WL#11322: SUPPORT LOOSE INDEX RANGE SCANS FOR LOW CARDINALITY

Affects: Server-8.0   —   Status: Complete

Based on the patch provided by Facebook.

This WL improves the optimizer range scans for certain queries. Suppose we
have the following:

CREATE TABLE t1 (f1 INT NOT NULL, f2 INT NOT NULL, PRIMARY KEY(f1, f2));
INSERT INTO t1 VALUES
(1,1), (1,2), (1,3), (1,4), (1,5),
(2,1), (2,2), (2,3), (2,4), (2,5);
INSERT INTO t1 SELECT f1, f2 + 5 FROM t1;
INSERT INTO t1 SELECT f1, f2 + 10 FROM t1;
INSERT INTO t1 SELECT f1, f2 + 20 FROM t1;
INSERT INTO t1 SELECT f1, f2 + 40 FROM t1;
ANALYZE TABLE t1;

EXPLAIN SELECT f1, f2 FROM t1 WHERE f2 > 40;

MySQL currently chooses index scan to fetch all the rows and later filters the
rows in server using predicate f2 > 40. A range scan cannot be used for this 
case because there is no predicate on the first key-part (f1) of the index. 
However optimizer can be smarter than this. It can use the current loose index
scan to scan for distinct values of the first key_part (f1) and do a sub-range
scan on this distinct prefix for f2 > 40." 

Simplified algorithm for the case above:

1. Get distinct value of the first key part(f1 = 1).
2. Construct the range based on the first and
   second key part(f1 = 1 AND f2 > 40)
3. Do range scan.
4. Get next distinct value of the first key part(f1 = 2).
5. Construct the range based on the first and
   second key part(f1 = 2 AND f2 > 40)
4. Do range scan.

In this case number of accessed rows are decreased as MySQL skips the records
which do not qualify for  the constructed range.

Example:

Without skip scan algorithm:
---
set optimizer_switch='skip_scan=off';
EXPLAIN SELECT f1, f2 FROM t1 WHERE f2 > 40;
id	select_type	table	partitions	type	possible_keys	key	key_len	ref	rows	filtered	Extra
1	SIMPLE	t1	NULL	index	NULL	PRIMARY	8	NULL	160	33.33	Using where; Using index
Warnings:
Note	1003	/* select#1 */ select `test`.`t1`.`f1` AS `f1`,`test`.`t1`.`f2` AS `f2` from `test`.`t1` where (`test`.`t1`.`f2` > 40)

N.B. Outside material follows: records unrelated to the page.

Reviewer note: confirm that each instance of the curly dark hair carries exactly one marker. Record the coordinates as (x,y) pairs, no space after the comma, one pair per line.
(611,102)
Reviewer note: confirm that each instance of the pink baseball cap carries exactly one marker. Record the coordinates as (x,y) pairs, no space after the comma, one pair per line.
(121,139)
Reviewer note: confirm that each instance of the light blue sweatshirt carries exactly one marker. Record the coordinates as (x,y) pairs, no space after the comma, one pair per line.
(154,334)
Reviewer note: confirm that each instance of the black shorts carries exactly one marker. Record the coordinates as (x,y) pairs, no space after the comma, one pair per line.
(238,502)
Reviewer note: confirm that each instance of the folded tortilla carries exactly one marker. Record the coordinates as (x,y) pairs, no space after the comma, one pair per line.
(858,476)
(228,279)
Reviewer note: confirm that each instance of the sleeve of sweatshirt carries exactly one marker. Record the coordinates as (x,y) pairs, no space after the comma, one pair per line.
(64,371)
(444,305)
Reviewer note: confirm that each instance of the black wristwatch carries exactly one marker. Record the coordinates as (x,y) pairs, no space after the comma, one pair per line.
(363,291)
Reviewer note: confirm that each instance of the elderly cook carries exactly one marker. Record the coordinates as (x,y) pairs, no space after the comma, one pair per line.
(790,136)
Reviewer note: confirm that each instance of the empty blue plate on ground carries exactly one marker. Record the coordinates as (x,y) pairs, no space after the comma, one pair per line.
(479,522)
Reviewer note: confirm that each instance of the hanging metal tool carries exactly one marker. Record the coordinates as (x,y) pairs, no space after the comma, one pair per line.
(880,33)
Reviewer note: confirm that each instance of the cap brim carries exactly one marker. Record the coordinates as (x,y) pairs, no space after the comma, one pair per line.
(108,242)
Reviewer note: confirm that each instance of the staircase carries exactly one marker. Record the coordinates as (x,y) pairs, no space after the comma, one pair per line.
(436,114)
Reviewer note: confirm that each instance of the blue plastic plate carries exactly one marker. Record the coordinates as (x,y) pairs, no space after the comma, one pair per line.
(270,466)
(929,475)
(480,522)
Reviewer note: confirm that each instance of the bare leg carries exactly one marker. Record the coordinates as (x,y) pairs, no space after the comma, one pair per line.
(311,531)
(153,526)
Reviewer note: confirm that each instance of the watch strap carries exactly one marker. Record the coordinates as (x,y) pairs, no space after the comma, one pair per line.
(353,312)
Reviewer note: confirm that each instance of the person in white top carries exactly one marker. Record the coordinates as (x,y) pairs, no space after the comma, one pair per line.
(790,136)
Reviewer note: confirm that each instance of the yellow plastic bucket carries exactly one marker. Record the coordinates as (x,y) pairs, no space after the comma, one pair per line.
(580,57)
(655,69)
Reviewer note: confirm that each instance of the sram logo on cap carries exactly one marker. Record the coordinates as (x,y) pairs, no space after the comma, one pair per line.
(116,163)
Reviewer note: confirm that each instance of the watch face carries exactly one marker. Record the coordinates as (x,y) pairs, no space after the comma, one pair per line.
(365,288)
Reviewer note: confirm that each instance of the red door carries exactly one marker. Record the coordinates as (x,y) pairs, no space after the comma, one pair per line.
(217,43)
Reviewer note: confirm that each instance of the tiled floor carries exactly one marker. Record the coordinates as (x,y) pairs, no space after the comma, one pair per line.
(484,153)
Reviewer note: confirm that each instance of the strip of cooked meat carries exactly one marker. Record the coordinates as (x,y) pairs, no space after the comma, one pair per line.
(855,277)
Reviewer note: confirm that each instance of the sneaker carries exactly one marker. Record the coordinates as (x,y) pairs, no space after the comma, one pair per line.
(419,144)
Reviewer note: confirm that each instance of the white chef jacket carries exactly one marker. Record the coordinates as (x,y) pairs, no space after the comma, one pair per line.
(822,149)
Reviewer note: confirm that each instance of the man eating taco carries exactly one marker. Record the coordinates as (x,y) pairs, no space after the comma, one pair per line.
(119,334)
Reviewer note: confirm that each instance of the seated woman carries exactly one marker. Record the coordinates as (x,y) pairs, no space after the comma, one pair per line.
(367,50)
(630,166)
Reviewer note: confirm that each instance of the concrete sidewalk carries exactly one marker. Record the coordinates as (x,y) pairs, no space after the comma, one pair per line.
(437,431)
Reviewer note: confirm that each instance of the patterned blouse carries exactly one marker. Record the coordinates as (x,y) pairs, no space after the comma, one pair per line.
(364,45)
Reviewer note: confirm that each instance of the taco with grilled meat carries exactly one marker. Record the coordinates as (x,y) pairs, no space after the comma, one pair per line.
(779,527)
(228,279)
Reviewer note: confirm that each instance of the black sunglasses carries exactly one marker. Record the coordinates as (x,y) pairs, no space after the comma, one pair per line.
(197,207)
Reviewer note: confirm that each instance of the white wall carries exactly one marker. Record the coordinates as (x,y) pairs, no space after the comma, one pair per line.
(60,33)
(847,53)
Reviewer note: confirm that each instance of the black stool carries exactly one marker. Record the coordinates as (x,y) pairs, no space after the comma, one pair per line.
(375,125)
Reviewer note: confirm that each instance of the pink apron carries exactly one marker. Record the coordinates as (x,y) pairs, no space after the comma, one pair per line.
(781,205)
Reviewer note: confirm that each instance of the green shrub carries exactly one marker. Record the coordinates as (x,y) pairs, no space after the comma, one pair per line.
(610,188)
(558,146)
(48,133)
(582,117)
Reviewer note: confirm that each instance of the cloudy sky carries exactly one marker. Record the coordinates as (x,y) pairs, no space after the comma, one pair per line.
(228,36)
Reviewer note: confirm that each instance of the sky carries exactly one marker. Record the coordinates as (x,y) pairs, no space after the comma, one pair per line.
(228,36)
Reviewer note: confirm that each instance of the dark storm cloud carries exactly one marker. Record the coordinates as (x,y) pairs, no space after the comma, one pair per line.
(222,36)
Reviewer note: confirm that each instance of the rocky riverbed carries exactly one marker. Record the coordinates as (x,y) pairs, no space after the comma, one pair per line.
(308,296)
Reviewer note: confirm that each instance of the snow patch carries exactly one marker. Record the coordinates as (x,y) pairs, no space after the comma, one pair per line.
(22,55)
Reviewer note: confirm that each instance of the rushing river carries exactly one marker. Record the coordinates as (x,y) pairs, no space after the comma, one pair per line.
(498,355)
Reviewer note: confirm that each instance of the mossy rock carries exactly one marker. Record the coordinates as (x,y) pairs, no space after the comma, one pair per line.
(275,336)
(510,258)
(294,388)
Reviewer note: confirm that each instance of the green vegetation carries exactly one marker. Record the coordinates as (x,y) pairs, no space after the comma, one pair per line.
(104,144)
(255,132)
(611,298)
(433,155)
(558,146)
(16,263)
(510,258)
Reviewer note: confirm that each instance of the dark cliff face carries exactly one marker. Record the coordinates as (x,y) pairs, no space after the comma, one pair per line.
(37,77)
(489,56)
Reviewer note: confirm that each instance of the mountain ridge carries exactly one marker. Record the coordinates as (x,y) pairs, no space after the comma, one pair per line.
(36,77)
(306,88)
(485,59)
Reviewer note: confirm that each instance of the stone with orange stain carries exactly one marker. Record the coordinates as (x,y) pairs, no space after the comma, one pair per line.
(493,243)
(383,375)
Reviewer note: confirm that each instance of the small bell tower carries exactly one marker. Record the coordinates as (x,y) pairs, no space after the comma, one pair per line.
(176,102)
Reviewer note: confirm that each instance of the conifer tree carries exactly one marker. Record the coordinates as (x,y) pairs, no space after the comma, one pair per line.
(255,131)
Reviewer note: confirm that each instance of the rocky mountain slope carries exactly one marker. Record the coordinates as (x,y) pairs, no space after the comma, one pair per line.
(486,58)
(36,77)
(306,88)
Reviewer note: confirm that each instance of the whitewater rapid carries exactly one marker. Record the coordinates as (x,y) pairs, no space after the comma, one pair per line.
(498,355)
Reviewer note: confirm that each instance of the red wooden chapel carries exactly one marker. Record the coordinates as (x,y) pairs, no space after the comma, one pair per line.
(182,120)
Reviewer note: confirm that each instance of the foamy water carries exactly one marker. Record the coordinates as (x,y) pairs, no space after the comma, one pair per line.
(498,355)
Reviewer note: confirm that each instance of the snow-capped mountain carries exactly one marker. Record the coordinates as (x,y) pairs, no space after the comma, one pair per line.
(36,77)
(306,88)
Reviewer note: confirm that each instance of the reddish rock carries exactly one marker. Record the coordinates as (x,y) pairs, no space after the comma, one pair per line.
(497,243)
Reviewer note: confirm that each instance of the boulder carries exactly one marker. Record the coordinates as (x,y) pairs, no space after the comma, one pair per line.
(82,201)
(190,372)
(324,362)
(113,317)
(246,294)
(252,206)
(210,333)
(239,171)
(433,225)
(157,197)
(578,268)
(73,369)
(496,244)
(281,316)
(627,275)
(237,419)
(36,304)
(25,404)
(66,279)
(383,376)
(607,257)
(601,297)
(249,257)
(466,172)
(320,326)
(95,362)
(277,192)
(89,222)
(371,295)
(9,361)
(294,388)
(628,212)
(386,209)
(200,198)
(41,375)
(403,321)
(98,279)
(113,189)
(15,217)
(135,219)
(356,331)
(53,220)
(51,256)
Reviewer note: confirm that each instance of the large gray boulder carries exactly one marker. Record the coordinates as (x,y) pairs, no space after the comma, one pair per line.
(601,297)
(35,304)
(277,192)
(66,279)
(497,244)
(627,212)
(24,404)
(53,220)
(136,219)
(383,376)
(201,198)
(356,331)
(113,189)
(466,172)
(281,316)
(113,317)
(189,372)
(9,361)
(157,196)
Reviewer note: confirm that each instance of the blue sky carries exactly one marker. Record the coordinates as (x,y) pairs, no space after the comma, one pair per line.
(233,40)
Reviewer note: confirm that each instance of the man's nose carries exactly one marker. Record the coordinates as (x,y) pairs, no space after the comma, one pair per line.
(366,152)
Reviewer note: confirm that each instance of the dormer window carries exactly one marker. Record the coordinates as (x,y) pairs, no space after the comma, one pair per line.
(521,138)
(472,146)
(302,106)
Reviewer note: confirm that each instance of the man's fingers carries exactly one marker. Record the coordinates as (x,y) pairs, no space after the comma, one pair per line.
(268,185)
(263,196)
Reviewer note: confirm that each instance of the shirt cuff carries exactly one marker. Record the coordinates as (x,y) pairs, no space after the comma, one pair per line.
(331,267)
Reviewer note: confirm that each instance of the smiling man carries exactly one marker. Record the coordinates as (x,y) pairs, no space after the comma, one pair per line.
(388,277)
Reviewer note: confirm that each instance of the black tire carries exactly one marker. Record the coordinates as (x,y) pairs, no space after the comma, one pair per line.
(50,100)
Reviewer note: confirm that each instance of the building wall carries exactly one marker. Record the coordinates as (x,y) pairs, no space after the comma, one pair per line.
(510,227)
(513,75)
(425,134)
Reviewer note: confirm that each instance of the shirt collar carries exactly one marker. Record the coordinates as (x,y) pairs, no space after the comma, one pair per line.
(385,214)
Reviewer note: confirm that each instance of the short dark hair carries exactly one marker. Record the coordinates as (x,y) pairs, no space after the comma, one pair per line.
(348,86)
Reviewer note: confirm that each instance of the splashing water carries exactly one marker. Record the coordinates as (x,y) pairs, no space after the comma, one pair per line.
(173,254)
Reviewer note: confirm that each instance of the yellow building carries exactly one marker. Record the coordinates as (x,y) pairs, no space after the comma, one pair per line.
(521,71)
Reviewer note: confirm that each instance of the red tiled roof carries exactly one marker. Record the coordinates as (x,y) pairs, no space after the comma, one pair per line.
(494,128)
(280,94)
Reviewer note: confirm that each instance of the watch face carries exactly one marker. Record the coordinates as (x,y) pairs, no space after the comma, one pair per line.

SHOW STATUS LIKE 'handler_read%';
Variable_name	Value
Handler_read_first	1
Handler_read_key	1
Handler_read_last	0
Handler_read_next	160
Handler_read_prev	0
Handler_read_rnd	0
Handler_read_rnd_next	0
---

With skip scan algorithm:
---
set optimizer_switch='skip_scan=on';
EXPLAIN SELECT f1, f2 FROM t1 WHERE f2 > 40;
id	select_type	table	partitions	type	possible_keys	key	key_len	ref	rows	filtered	Extra
1	SIMPLE	t1	NULL	range	PRIMARY	PRIMARY	8	NULL	53	100.00	Using where; Using index for skip scan
Warnings:
Note	1003	/* select#1 */ select `test`.`t1`.`f1` AS `f1`,`test`.`t1`.`f2` AS `f2` from `test`.`t1` where (`test`.`t1`.`f2` > 40)

SHOW STATUS LIKE 'handler_read%';
Variable_name	Value
Handler_read_first	1
Handler_read_key	5
Handler_read_last	0
Handler_read_next	80
Handler_read_prev	0
Handler_read_rnd	0
Handler_read_rnd_next	0
---

See also See BUG#88103.